Nothing could be shameful.
Because Park was the sun, and that was the only way Eleanor could think to explain it."
"Ever since the first day they'd met, Eleanor was always seeing him in unexpected places. It was like their lives were overlapping lines, like they had their own gravity. Usually, that serendipity felt like the nicest thing the universe had ever done for her."
and he was always there for her. He never intended to be her hero, he just did what he thought he had to do. I love him and his family for how they were to her. This time, I think I understand why she was clinging to him like that. And it wasn't even the annoying kind of clinging. You see, words really aren't enough to relate my experience while reading this book. Usually I do not think highly of young loves but with this one, I did. Omigaaahd, especially the last few chapters of the book- I was already crying.

Universe, how could you split up this adorable couple? Why why why!?!?
'I just can't believe that life would give us to each other,' he said, 'and then take it back.'
'I can,' she said. 'Life's a bastard.'
This story, I can imagine how it could affect you until old age, unless you meet another great love, hehe. Three year olds falling in love with each other, that I will never ever get in a million years. But this, omigaaaah, this is beautiful. I really am super affected.
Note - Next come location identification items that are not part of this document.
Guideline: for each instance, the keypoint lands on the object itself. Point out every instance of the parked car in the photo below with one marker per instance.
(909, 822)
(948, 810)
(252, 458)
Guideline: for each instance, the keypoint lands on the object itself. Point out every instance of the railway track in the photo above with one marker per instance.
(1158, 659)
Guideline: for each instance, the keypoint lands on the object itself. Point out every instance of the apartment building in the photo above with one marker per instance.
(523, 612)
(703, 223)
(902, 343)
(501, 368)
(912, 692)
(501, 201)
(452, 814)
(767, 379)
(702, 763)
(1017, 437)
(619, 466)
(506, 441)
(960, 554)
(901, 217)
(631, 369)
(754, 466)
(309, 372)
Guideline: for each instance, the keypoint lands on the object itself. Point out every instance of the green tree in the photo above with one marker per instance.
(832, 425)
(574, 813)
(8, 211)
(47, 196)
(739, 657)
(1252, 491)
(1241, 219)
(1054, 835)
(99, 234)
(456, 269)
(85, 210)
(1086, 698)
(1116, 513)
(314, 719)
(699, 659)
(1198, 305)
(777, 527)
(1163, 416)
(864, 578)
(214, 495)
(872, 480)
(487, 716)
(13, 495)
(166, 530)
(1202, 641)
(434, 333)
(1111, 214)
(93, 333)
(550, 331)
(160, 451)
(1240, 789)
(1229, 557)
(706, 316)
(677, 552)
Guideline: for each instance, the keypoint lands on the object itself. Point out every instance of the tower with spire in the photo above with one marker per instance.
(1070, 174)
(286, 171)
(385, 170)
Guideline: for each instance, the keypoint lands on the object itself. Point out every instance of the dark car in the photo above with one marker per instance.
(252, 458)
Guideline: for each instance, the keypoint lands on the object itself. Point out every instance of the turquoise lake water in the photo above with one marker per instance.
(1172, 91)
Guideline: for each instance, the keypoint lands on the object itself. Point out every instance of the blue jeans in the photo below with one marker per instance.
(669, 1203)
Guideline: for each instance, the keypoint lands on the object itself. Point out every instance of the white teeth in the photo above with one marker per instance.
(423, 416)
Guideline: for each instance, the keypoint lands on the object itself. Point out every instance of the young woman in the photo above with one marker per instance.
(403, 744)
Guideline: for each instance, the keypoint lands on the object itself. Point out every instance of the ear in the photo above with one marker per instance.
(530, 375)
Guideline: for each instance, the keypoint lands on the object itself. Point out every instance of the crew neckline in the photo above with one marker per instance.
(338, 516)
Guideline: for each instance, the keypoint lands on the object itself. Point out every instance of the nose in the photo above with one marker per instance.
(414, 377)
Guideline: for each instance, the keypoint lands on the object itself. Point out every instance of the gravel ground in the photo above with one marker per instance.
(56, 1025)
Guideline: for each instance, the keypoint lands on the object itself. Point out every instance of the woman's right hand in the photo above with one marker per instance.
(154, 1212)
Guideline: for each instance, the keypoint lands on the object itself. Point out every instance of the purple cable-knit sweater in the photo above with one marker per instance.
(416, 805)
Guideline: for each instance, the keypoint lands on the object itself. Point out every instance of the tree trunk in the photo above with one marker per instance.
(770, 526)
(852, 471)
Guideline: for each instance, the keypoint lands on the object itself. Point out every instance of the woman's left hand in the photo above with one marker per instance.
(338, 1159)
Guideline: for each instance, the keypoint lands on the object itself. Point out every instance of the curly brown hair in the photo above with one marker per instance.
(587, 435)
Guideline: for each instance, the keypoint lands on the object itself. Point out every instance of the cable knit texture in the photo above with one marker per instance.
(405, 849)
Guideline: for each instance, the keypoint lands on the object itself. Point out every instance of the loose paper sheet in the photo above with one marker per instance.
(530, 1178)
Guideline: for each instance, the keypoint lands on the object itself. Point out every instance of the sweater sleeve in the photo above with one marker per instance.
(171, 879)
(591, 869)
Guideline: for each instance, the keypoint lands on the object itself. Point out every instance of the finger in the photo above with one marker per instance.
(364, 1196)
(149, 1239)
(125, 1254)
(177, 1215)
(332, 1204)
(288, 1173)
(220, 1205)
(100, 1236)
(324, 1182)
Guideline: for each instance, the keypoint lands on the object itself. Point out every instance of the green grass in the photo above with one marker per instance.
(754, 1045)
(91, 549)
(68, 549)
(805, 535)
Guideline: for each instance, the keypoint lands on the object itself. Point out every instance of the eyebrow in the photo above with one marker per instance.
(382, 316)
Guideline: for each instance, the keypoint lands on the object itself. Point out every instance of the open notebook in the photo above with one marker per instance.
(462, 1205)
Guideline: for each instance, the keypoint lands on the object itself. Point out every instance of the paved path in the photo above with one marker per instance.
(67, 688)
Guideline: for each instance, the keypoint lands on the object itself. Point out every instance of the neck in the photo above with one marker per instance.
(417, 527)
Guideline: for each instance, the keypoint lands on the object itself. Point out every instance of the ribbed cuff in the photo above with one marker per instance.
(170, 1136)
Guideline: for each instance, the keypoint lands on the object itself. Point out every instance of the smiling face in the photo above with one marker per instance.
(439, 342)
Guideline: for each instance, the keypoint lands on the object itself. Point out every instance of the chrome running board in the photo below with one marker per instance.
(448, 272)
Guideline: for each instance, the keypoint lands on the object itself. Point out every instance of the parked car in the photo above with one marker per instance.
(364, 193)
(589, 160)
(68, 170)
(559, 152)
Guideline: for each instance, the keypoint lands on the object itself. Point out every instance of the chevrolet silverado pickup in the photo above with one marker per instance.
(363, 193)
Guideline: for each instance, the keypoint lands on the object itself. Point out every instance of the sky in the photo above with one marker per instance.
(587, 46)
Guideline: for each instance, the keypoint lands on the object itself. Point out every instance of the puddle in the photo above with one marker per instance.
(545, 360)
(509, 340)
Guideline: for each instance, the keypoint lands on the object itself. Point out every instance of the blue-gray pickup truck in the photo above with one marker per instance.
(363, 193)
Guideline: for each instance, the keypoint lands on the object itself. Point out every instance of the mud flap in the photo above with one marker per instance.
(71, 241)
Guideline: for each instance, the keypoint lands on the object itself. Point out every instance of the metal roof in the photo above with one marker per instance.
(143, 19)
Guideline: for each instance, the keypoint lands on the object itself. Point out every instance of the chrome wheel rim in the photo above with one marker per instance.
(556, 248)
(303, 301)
Plus, that it's sort of an open-ended ending and those three words could be anything. I'd like to believe it's "I love you," but it could also be, "I am sorry."
"He'd stopped trying to bring her back. She only came back when she felt like it anyway, in dreams and lies and broken-down deja-vu."
this is me after finishing the book, only with tears in my eyes
 P.S. Please throw all expectations out the window to fully appreciate. Remember, expectation is the root of all disappointments.